Now I can see him, feel him and accept his love. I continue to struggle with it though. He continues to come to me over and over and I continue to need to be reminded in my dreams and homework that he wants me all of the time, not some of the time.

Dream
I am on a stage to sing a song at a concert. I do not know how I came here and how I am going to sing this song called “Wake Me Up”.

Waiting on the side of the stage I am thinking what are the words and I hope they come to me. Out on the stage there are 15 women as back up singers on each side of the microphone.

I am nervous and walk back stage and on a table I see a table with a CD. On the cover in the center there is a picture of me and I think how did this all happen? I cannot remember any of it.

A woman escorts me to the microphone. The curtain is pulled and I look at the women on both sides of me and they begin singing and I am blank. Totally blank, I do not know the words. A woman puts a microphone in my hands and I make some sounds into it.

I am terrified. Everyone is looking at me. I back up and the woman promoter says to me, “what the hell was that?” I look at her and say, “What am I doing here?” I awaken

Again I will say this is a significant dream for me. I went from being a totally submerged member of the Dream community, the Bache, Men’s Group, and the Dream Class to not remembering I was even involved. How could this happen?

I opened a restaurant in Montpelier and my dreams directed me to open the restaurant and supported this opportunity. It was an opportunity to surrender to the Animus and allow me to work for him in his restaurant. What happened instead was I took over the reins of the restaurant. I became submerged in the world and my pathology. My control and fear took over. The loneliness and loss I felt daily was excruciating. This dream came three years after opening the restaurant. I had this dream to wake me up. I wish I could say it woke me up immediately, however it did not. It took more pain, darkness and separation from the archetypes. I rejected becoming deeply involved in NOE and within the year I needed to sell the restaurant. This was the only way to cut off this horrid, painful and crushing entangled pathology I was in, to cut my losses in the world and fully commit again to deepening my inner work. This was a difficult period for those who loved and knew me from all of those years of work and involvement. I could not hear them. The only thing I had to hold onto was my sessions with Marc and the little inner support I could feel.

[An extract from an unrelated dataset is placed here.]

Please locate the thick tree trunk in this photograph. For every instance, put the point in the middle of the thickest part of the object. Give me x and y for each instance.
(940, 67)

My reawakening took moving to Indianapolis, IN, the refocus of my archetypal support and being patient with my inner work. I had to feel the love and support of the animus. I had to realize making money and being the Corporate Research Chef for a $700 million dollar company was not what I wanted. When I woke up I wanted NOE and the NOE community and knew it. This is a humbling experience and takes the willingness to be obedient and truthful. I am finding my way back through the love and support of my work and the people in the work.

In my work I have crawled though the darkness and pain of my life and I have also found the joy and hope of the Archetypal connections. I have an internal family that is always available to me loving me, guiding me and always there even when I get lost. From the beginning of this work I wanted to go deeper and I did not know what that meant or how to get there. I have been given unending love and guidance to spiral down into myself. I have been fortunate and grateful to have the love and support of the Dream Work Community embracing me and always hopeful and encouraging. There is a reason this is called “the work”.